La longue agonie du pire gouvernement de la République. L’atlantiste Draghi reste (peut-être) en selle pour ne pas arrêter l’envoi insensé d’armes (C. Meier)

Crise gouvernementale oui ou non ? C’est la question que se posent de nombreux Italiens, à la lumière d’une journée mouvementée au cours de laquelle il y a eu des réunions entre ministres et un face à face au Quirinal entre Draghi et le chef de l’État. Le président de la République, Sergio Mattarella a rejeté la démission du Premier ministre Mario Draghi et a invité le Premier ministre à se présenter au Parlement. C’est la synthèse de trois jours intenses, au cours desquels les couturières du grand domaine, Letta en tête, ont tenté de convaincre Giuseppe Conte de réduire la déchirure avec l’ancien président de la BCE, pour préserver l’image étrangère d’une Italie où l’objectif de « stabilité » si cher aux marchés financiers prévaut. De plus, un budget encore à lancer, véritable souci de l’actuel Premier ministre, qui absorbe également l’attention de la présidence de la République. Par conséquent, le président de la République n’a pas accepté la démission et a invité le président du Conseil à se présenter au Parlement pour faire des communications, afin qu’une évaluation de la situation qui s’est produite suite aux résultats de la session tenue aujourd’hui au Sénat du République. On peut le lire dans une note du Quirinal. Draghi, selon ce qu’on apprend de sources ministérielles, lors de la réunion du CDM aurait dit aux ministres que mercredi il ferait rapport aux Chambres et les partis exposent déjà leurs positions. Une tentative, donc, de prendre du temps, et d’essayer de sauver ce qui peut l’être, de ce qui reste aussi l’un des gouvernements les plus contradictoires en matière de politique étrangère, alors qu’il est affirmé “nous recherchons le dialogue et la paix avec la Russie”, mais le lendemain ils sont envoyés avec Léonard sur ordre militaire pour faire frissonner toutes les âmes pacifistes (moi y compris) de la Péninsule. Par la ligne Draghi, Rome confirme son ultra-atlantisme, adhère sans sourciller au principe de dissuasion, et en maintenant l’exécutif debout avec du scotch, elle désamorce aussi une future tempête sur les obligations souveraines. Mais tôt ou tard ce Parlement se dissoudra, que ce soit au début de l’automne ou à l’expiration naturelle de la fin de la Législature sont des détails qu’à l’heure actuelle il ne nous est pas donné de connaître.

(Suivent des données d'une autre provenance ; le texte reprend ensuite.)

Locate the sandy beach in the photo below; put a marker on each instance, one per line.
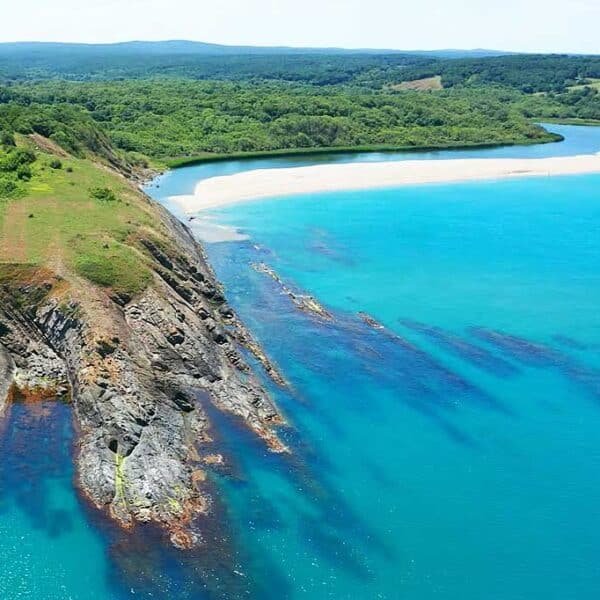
(267, 183)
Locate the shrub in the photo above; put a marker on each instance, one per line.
(24, 173)
(7, 187)
(13, 160)
(103, 194)
(7, 139)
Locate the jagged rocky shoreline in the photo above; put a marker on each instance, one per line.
(138, 371)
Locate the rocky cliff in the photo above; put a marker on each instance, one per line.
(139, 371)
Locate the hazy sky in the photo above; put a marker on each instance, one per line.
(527, 25)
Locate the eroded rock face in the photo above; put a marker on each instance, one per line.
(139, 371)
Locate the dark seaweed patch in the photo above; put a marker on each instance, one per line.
(471, 353)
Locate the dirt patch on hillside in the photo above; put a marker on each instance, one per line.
(13, 242)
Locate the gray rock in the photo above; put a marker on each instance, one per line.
(135, 370)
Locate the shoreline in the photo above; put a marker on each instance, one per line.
(260, 184)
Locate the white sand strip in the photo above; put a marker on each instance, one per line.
(268, 183)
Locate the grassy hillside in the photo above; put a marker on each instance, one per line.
(78, 218)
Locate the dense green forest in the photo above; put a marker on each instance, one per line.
(175, 118)
(162, 105)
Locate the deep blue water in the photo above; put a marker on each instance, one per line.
(453, 454)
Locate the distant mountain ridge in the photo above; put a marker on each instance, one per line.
(186, 47)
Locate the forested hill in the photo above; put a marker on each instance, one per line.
(169, 101)
(34, 60)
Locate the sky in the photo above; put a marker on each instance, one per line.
(520, 25)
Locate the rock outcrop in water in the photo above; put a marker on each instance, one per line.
(139, 371)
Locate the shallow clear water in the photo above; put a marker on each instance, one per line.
(453, 454)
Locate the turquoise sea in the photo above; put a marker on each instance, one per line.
(451, 453)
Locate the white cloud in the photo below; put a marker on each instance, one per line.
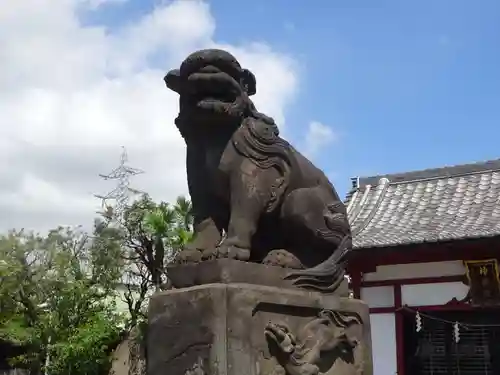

Ce qui émerge cependant, c’est un panorama partisan enclin à s’aplatir sur des logiques opportunistes, démagogiques, et sans réel programme de fond. Pointer du doigt Mario Draghi, seule bouée de sauvetage pour sortir de la crise, pourtant économiste de renommée internationale, et ayant reçu de nombreux applaudissements lors de son mandat de président de la BCE, c’est d’une certaine manière s’appuyer sur une vision miraculeuse de la politique, presque Un dernier recours. Notre premier ministre technique, l’un des plus clivants de ces dernières années, n’est pas un leader politique au sens strict. Peu médiatisé, il ne joue pas de rôle dans un parti – bien que certains centristes de second plan essaient de le tirer par la veste et de l’impliquer toutes les deux heures dans des projets de politique-fiction -, il ne semble pas à l’aise dans le concurrence, et de plus il ne dialogue pas avec la base de la société italienne, de plus en plus affligée par la précarité, l’usure du pouvoir d’achat et la crise industrielle qui après la pandémie a continué d’aggraver la situation de l’emploi, à l’exception de Leonardo, qui conçoit, fabrique et distribue des armes meurtrières, et est administré par des hommes du Parti démocrate. “Il y a un bilan historique du gouvernement Draghi dont personne ne parle, personne ne se pose de questions ou ne soulève de crise gouvernementale : 4,8 milliards d’euros d’exportations d’armes en 2021. Et les principaux destinataires sont les autocrates et les dictateurs”, a écrit sur Twitter Giorgio Beretta, Analyste du commerce des armes du Peace Disarmament Network. L’idée générale est que nous nous trouvons dans une crise gouvernementale inévitable, due à une incompatibilité entre les partis et à des résultats économiques très décevants. Aujourd’hui, pour reprendre une métaphore footballistique, nous n’avons assisté qu’à la première mi-temps, de ce qui s’annonce comme une longue crise qui débouchera sur des penaltys. Le vrai pays attend des réponses, les problèmes sont maintenant à leur comble.